📅 2010-Jul-25 ⬩ ✍️ Ashwin Nanjappa ⬩ 🏷️ movie, science fiction ⬩ 📚 Archive
Rating: 3/4 (Minus the needless action and complexity, Inception is the stuff dreams are made of!)
Christopher Nolan returns after The Dark Knight to the much darker, deeper domain of the mind in Inception. The hero Cobb (Leonard di Caprio), a dream thief, is given his life’s mission when he is asked to plant an idea in the mind of Fischer, heir to a business empire. In true Hollywood fashion, Cobb assembles a team which includes his employer (Ken Watanabe), an architect, a point man, a forger, and a chemist. These diverse roles are needed for the Nolan vision of a dream heist. Ariadne (Ellen Page), the architect, builds the worlds of the dreams. The dreamer will dream the dream and the rest of the team and the victim will join it. The forger will shift his identity, taking on different characters in the dream.

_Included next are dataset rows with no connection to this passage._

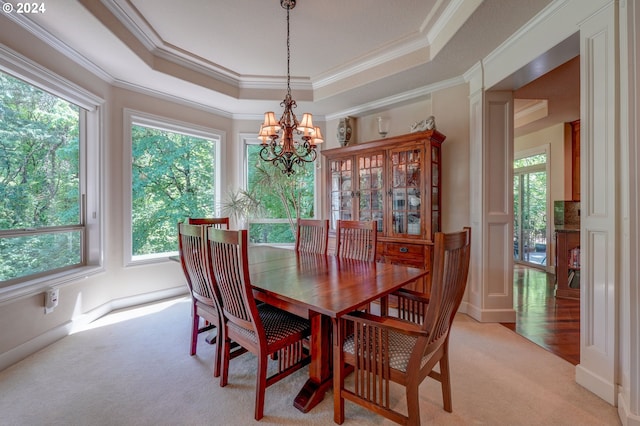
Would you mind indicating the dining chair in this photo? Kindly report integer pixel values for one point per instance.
(218, 222)
(356, 240)
(262, 329)
(192, 247)
(312, 236)
(380, 350)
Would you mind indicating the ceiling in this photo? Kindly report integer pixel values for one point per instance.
(351, 57)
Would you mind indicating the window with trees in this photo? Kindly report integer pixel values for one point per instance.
(44, 178)
(173, 176)
(282, 198)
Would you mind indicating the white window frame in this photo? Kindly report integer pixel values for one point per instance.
(133, 117)
(91, 171)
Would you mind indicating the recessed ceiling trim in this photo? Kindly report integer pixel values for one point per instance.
(44, 35)
(384, 55)
(395, 100)
(171, 98)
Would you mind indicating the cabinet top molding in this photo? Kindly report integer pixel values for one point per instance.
(432, 135)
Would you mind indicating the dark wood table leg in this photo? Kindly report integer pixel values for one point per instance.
(320, 367)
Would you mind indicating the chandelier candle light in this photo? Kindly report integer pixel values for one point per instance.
(288, 151)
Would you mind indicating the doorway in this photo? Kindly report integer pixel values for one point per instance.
(530, 205)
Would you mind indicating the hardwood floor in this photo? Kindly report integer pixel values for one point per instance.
(550, 322)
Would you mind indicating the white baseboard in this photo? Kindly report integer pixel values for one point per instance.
(626, 417)
(596, 384)
(489, 315)
(32, 346)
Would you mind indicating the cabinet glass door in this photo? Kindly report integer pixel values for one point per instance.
(341, 190)
(406, 192)
(370, 188)
(435, 189)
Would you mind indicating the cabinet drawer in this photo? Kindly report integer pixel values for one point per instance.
(401, 253)
(403, 250)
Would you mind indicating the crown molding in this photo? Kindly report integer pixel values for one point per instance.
(171, 98)
(33, 28)
(420, 93)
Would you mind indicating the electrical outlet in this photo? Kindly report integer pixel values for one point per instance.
(50, 299)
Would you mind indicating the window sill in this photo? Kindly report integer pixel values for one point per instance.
(30, 288)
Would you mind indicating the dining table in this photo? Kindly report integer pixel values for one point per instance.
(321, 288)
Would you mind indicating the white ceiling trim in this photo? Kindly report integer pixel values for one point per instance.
(35, 29)
(404, 47)
(409, 96)
(171, 98)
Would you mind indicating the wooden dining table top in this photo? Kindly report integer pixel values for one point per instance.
(320, 283)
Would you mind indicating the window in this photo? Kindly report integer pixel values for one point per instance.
(48, 138)
(173, 176)
(530, 208)
(284, 198)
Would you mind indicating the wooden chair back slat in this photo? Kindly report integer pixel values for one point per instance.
(193, 260)
(230, 265)
(216, 222)
(356, 240)
(312, 236)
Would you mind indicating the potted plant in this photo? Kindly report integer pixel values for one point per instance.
(242, 205)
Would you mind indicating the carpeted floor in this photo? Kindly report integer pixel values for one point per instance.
(133, 368)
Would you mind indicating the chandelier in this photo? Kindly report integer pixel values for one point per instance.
(288, 142)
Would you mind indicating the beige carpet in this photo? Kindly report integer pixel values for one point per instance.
(134, 368)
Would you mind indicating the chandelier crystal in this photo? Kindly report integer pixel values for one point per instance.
(288, 142)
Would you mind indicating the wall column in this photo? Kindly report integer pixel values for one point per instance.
(491, 137)
(599, 204)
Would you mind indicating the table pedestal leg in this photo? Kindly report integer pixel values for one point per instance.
(320, 370)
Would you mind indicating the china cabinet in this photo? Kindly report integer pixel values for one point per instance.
(396, 183)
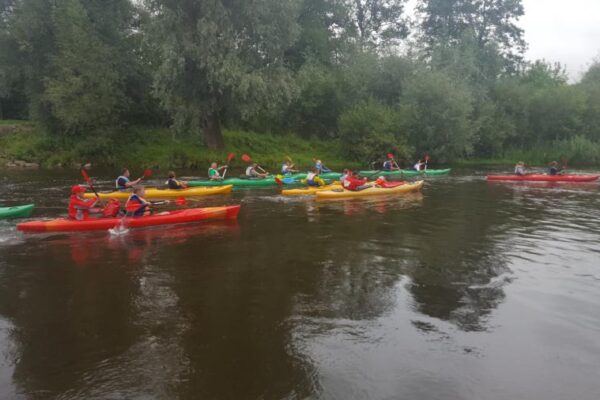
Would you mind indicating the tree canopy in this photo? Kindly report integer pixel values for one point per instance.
(449, 79)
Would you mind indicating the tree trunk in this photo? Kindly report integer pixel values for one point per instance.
(211, 126)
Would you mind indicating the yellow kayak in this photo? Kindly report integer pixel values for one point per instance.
(372, 191)
(153, 193)
(310, 190)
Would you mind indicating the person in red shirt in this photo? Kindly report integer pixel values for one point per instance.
(79, 208)
(353, 183)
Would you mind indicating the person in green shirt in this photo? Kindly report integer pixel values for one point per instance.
(214, 172)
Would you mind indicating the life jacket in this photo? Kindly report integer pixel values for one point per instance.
(112, 208)
(79, 209)
(119, 187)
(134, 206)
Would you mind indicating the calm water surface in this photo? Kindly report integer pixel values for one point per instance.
(470, 290)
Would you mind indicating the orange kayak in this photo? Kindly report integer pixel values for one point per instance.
(98, 224)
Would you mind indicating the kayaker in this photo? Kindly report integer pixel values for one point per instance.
(123, 182)
(313, 178)
(320, 167)
(80, 208)
(381, 181)
(389, 165)
(136, 205)
(288, 168)
(353, 183)
(554, 170)
(214, 172)
(419, 165)
(173, 183)
(520, 168)
(251, 172)
(345, 174)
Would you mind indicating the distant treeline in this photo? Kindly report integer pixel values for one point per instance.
(450, 80)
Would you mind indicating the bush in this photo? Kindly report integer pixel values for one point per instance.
(369, 130)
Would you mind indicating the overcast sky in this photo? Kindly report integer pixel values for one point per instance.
(567, 31)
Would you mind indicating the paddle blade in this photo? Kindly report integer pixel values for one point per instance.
(86, 177)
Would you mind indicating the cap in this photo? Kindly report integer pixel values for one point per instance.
(78, 189)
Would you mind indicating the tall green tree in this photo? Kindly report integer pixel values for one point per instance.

Cobb, the extractor, will steal or implant information in the dream of the victim. Cobb, who had only stolen from dreams up to this point is required to try inception, planting an idea in the victim for the first time. To achieve this he creates 3 levels of dreams, a dream within a dream within a dream. Only with such deception can the victim’s mind be fooled into accepting a foreign idea. It sounds complicated, but thanks to Nolan’s vision, the team achieve it. Things go south, when the demons of Cobb’s past return in his dream and he enters limbo, a dream of no return.

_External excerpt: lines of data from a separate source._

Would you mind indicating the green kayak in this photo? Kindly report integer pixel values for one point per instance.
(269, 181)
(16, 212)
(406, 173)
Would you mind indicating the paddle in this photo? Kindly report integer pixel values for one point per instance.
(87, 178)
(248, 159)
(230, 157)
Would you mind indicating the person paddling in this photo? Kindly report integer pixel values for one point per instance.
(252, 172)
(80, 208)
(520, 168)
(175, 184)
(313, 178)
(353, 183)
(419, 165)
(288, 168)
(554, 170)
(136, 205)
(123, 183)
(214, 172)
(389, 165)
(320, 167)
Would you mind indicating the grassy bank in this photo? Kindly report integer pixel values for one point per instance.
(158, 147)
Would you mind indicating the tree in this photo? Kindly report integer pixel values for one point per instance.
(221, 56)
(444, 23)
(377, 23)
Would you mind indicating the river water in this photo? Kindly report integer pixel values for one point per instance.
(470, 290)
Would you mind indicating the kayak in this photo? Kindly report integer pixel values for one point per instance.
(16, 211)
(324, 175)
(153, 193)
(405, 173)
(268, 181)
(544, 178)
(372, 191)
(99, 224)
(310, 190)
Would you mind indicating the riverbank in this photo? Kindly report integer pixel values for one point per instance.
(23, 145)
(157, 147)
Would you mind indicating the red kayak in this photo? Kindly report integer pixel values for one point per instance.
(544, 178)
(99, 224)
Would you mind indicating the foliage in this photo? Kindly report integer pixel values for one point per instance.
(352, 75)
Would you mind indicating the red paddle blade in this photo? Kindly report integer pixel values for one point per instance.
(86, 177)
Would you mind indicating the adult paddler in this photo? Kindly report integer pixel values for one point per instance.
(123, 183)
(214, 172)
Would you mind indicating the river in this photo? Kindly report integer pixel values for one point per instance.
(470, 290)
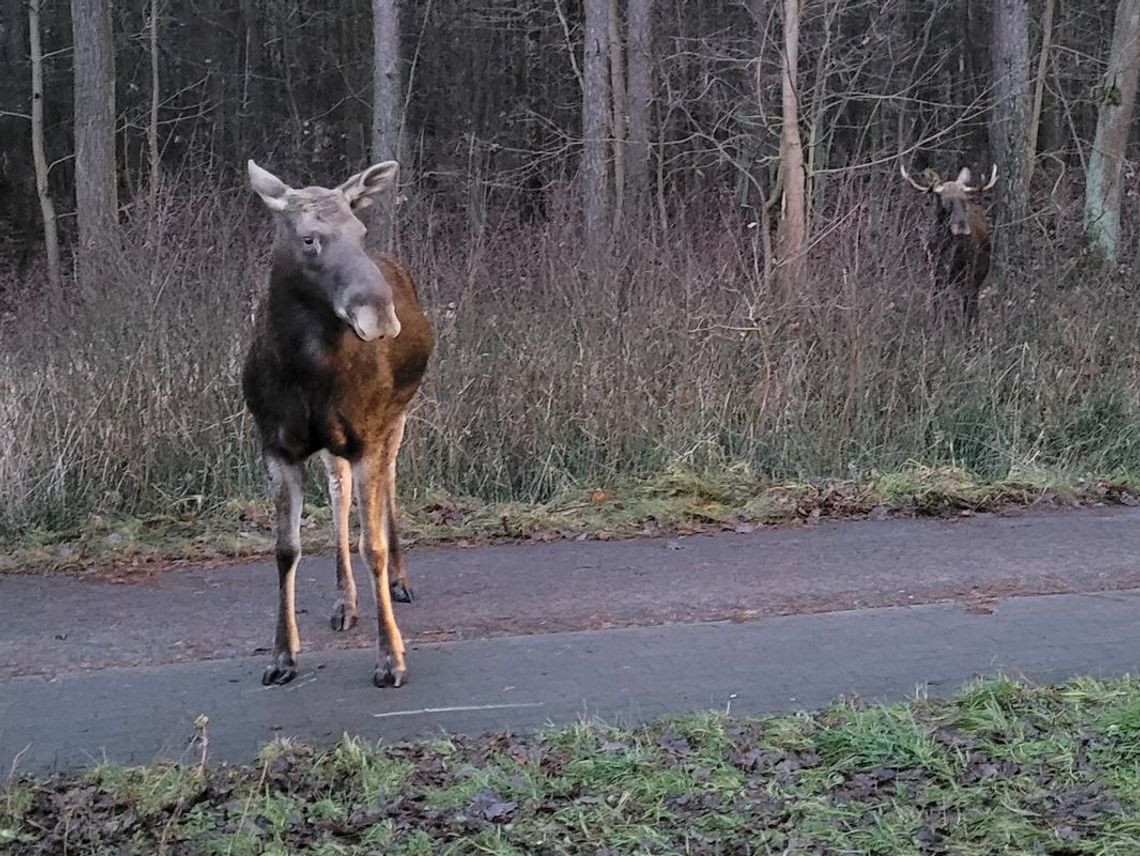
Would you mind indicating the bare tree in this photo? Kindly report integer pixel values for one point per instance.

The concept of Inception is extremely interesting and Nolan pulls it off pretty well. He borrows generously from movies like The Matrix, Dark City, The Thirteenth Floor and Eternal Sunshine of the Spotless Mind. The dream worlds of Paris folding over, the dilapidated Limbo Land and the zero gravity Hotel are fantastic to experience! In contrast, the City Streets and Ice World look useless and seemed to serve only as arenas to throw in some mindless shooting and action. Nolan extracts great acting chops from Leonardo di Caprio, who is getting awesomer with every movie. Ellen Page, Ken Watanabe and Joseph Gordon-Levitt are memorable, but Michael Caine is wasted with his tiny role. The movie gets a bit hard to understand with so many levels of dreams. It is one or two too many, since Nolan could have told a clearer, more focused story with less. The ending is perfect, in the sense that the audience is left wondering if Cobb is still stuck in a dream or it happened for real. Despite its mindless action and unnecessary complexity, Inception is still the most interesting movie this year.